Pour analyser cela correctement, il faut distinguer plusieurs dimensions relativement autonomes. On peut très bien avoir des États qui exercent des formes extrêmes de violence de classe, de violence racialisée et de violence genrée sans disposer d’une idéologie qui affirme explicitement cette violence. Mais dans des moments de crise hégémonique, à la fois interne et externe, l’option de la domination et de la coercition explicites peut devenir plus attractive. C’est là qu’on peut mobiliser l’idée de « domination sans hégémonie », associée à Ranajit Guha et Giovanni Arrighi.3 Dans ces moments-là, les idéologies explicites de la domination – ce qu’on pourrait appeler le fascisme « pour soi », ou un fascisme conscient de lui-même – acquièrent un certain avantage. Et cette dynamique doit être située dans une séquence plus large : depuis la fin de la Guerre froide, en passant par les crises autour de la mondialisation, la crise financière de 2007-2008, puis les réformes manquées, les soulèvements et les révolutions avortées des années 2010. Tout cela a produit une crise à plusieurs niveaux, à la fois des ordres nationaux et internationaux, dans laquelle les positions libérales centristes ou néolibérales deviennent de plus en plus intenables, matériellement comme idéologiquement.

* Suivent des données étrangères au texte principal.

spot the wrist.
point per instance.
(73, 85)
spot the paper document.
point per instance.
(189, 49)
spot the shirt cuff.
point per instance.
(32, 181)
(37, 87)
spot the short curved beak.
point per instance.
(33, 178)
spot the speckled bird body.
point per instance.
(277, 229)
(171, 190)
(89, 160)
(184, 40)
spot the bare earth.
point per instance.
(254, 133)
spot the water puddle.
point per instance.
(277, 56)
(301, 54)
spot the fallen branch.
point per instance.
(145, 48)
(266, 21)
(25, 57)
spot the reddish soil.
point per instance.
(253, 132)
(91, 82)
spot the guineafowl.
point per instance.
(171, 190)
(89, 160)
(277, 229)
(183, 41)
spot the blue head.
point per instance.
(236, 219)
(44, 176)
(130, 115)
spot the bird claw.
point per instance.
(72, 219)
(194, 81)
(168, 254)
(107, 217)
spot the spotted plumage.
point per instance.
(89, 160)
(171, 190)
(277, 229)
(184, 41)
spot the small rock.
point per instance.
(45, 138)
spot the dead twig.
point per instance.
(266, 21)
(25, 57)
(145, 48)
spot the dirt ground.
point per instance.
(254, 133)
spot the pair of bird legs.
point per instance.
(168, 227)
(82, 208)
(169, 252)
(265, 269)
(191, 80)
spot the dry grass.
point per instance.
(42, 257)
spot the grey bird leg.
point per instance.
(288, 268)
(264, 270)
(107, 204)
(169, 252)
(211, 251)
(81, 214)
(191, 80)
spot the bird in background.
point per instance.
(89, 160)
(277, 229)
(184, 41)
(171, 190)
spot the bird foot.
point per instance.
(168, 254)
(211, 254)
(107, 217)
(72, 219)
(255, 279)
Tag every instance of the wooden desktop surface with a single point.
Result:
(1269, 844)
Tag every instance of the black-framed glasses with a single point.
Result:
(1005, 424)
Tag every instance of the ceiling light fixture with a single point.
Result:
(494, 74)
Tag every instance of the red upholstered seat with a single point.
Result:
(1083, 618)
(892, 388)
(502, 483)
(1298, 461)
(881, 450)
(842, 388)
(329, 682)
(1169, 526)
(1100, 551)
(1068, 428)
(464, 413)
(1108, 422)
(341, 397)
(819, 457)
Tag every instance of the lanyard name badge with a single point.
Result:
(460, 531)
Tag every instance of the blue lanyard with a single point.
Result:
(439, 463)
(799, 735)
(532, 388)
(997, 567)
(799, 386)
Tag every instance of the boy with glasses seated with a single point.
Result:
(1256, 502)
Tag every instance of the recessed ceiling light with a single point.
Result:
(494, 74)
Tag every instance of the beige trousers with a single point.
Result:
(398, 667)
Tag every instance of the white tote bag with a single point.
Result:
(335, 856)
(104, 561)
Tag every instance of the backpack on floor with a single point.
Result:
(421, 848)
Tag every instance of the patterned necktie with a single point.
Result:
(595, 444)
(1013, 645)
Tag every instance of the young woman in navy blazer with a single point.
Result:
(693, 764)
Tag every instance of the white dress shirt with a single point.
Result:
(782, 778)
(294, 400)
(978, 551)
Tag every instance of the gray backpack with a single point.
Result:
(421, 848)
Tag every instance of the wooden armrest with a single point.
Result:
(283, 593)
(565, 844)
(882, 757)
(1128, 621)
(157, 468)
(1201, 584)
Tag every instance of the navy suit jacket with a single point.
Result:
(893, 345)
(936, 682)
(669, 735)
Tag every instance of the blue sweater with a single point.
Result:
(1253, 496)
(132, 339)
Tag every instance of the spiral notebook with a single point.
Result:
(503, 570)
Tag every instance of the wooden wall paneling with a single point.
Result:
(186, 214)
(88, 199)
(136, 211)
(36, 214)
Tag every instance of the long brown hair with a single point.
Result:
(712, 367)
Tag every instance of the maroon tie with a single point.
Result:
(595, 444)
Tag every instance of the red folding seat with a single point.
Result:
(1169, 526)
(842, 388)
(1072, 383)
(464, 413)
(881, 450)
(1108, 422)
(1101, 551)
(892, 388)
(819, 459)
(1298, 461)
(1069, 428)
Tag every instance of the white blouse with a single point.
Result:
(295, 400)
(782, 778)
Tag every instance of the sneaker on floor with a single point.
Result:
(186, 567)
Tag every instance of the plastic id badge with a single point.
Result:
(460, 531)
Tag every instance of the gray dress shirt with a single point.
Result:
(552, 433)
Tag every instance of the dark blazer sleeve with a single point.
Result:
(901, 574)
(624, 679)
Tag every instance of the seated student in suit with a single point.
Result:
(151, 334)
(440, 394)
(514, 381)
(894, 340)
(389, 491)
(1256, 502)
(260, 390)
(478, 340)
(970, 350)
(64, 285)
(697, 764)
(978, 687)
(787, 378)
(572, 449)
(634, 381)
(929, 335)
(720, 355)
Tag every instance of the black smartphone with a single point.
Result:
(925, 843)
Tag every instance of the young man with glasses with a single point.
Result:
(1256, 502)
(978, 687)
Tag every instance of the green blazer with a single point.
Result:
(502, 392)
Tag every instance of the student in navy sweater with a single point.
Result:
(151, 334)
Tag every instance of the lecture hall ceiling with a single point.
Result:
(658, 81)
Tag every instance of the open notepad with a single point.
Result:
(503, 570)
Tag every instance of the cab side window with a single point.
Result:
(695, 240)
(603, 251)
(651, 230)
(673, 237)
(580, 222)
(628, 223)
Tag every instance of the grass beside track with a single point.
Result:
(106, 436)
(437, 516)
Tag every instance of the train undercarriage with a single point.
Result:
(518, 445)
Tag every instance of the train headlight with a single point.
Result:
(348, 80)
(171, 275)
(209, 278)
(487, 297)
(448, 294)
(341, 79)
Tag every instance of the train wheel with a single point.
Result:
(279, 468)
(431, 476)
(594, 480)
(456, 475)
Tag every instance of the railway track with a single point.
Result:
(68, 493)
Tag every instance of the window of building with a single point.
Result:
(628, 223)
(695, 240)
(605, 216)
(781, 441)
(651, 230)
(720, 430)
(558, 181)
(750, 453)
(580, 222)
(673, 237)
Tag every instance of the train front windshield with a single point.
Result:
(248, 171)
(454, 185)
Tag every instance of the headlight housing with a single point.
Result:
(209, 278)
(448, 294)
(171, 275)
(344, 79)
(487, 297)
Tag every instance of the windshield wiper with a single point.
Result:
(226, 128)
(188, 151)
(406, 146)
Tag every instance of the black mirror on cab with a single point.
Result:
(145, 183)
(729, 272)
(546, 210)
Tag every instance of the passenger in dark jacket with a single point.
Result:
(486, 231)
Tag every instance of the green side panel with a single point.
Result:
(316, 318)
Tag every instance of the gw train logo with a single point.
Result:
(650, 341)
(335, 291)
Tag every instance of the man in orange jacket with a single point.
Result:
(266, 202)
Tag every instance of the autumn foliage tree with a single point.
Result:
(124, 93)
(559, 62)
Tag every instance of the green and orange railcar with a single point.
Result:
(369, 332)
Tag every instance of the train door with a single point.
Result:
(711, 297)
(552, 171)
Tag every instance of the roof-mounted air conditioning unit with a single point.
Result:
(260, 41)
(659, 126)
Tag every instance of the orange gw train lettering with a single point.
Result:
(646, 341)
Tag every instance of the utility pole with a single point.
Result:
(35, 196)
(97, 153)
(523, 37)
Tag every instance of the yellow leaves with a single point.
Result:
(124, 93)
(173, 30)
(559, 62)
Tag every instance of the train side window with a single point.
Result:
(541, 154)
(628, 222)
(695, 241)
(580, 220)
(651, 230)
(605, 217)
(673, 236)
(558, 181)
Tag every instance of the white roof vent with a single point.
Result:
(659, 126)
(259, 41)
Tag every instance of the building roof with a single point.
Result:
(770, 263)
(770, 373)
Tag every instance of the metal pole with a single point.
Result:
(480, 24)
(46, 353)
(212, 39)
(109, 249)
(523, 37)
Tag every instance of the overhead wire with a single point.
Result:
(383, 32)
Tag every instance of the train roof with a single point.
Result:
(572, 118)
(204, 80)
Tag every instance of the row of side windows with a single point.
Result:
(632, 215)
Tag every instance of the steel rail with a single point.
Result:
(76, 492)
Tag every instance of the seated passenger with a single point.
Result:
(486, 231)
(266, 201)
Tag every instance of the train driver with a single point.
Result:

Cela se voit non seulement à l’échelle intérieure, mais aussi au niveau international – par exemple dans le contraste entre la rhétorique libérale de l’« ordre fondé sur des règles » et les formes de domination beaucoup plus ouvertement transactionnelles, instrumentales, qui se sont imposées ces dernières années. Un trait frappant du présent, c’est aussi la diminution du rôle de la persuasion. Le reaganisme était très à droite. Mais les politiques répressives, les politiques de law and order essayaient encore de persuader les gens, plus ou moins, dans les lieux mêmes où elles s’appliquaient. Les développements plus récents, comme tout ce qui se passe autour d’ICE aujourd’hui, se passent souvent entièrement de ça : des opérations de type militaire occupent et brutalisent de grands centres urbains sans même chercher à convaincre les personnes concernées que c’est dans leur intérêt. Cela indique un déplacement hors d’une politique de l’hégémonie, vers une forme beaucoup plus directe de domination.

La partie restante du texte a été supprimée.